Zirui souhaite également construire sa vie à Belgrade. L’adolescente de 15 ans, avec son anorak orange sur les épaules, ne passe pas inaperçue. Elle aussi vient du Zhejiang. Elle a grandi à plusieurs milliers de kilomètres de ses parents, partis à Belgrade en 1998. Ils possèdent une boutique de vêtements dans le bâtiment adjacent au vieux marché chinois du Blok 70. Zirui les a rejoints en novembre dernier, pour étudier : « Je vais à l’école internationale, et ensuite je voudrais aller à l’université ». Elle s’est faite des amis serbes à l’école, avec qui elle communique en anglais. Elle ne se voit pas partir dans un autre pays. « Je veux vivre à Belgrade, je me sens bien ici. Je n’ai pas envie de partir dans un autre pays, et mes parents non plus. Même si les affaires sont moins bonnes, nous voulons rester ici. Nos amis sont à Belgrade. »
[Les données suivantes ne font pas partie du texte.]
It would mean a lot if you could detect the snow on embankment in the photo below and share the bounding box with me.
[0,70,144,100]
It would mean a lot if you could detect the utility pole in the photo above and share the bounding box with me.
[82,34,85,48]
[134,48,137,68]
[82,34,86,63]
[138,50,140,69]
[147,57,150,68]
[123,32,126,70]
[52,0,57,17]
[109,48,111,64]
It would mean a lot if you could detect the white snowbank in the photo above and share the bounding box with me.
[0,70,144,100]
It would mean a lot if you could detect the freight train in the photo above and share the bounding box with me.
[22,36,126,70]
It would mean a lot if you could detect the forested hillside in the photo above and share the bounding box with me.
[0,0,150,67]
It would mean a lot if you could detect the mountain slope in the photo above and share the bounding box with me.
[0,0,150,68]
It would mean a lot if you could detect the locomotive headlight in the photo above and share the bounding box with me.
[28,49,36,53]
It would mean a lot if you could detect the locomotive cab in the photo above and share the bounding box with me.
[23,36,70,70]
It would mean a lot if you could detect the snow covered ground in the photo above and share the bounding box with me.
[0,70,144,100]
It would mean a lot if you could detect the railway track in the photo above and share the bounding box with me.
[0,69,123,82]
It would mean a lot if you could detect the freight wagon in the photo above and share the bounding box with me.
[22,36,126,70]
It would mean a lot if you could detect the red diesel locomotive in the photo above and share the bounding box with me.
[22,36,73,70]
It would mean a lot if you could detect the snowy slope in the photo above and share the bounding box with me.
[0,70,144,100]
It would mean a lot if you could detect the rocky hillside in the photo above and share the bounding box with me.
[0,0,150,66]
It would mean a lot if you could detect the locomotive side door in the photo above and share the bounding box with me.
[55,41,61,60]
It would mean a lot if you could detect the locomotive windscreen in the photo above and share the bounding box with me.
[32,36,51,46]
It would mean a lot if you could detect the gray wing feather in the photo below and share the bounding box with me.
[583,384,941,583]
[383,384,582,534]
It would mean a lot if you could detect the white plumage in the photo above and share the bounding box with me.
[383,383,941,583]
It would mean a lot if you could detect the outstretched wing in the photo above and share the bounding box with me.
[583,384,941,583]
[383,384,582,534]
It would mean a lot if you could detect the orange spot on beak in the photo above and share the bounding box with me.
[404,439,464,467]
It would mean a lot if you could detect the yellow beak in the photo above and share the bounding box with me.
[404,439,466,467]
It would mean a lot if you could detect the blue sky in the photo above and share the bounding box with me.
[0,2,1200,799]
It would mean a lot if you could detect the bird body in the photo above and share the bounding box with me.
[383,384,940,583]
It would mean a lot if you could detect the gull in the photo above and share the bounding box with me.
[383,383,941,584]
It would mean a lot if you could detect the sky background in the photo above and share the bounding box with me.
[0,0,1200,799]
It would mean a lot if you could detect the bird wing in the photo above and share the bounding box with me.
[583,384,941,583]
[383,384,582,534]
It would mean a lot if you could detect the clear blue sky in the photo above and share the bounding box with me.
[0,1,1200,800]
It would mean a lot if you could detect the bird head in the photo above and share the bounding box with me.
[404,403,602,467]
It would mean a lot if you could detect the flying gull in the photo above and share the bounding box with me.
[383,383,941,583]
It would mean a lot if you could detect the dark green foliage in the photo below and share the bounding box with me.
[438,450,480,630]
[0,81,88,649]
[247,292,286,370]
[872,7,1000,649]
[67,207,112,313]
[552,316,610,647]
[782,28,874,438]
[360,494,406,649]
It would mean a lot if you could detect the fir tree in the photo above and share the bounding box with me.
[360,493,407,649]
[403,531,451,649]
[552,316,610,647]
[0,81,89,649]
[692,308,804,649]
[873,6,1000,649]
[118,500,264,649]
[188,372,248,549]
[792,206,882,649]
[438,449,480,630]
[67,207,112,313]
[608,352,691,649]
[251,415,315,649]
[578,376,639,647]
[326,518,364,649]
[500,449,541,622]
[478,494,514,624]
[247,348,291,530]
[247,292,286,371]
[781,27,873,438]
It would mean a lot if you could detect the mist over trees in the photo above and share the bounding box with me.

Radosav Pušić perçoit ce tiraillement entre les Chinois sur le départ, en quête de profit, et ceux qui refusent de tirer un trait sur une ville où ils ont leurs repères. Mais, le directeur de l’Institut Confucius ne pense pas que la communauté chinoise va disparaître. Au contraire, il estime qu’elle peut même se développer au sein de la société serbe :
« La majorité des enfants Chinois vivant à Belgrade sont nés ici. Ils vont à l’école publique serbe, se font des amis serbes. Du coup, je pense qu’une intégration à la société est possible. »
Dès lors, selon M. Pušić, cette génération de « fils et filles d’immigrés » pourrait refuser de quitter Belgrade.
A l’église évangéliste, les rires et cris fusent. Une petite fille chinoise joue avec un enfant serbe. Son père tente de prendre une photographie ; les deux bambins se tiennent par l’épaule et prennent la pose, sourire au lèvre. Peut-être l’image de la communauté chinoise de Belgrade.
Rédaction : Clément Lauer
Reportage : Clément Lauer, Kévin Té, Jean-Baptiste Menanteau
(Encadrement : LG et CR)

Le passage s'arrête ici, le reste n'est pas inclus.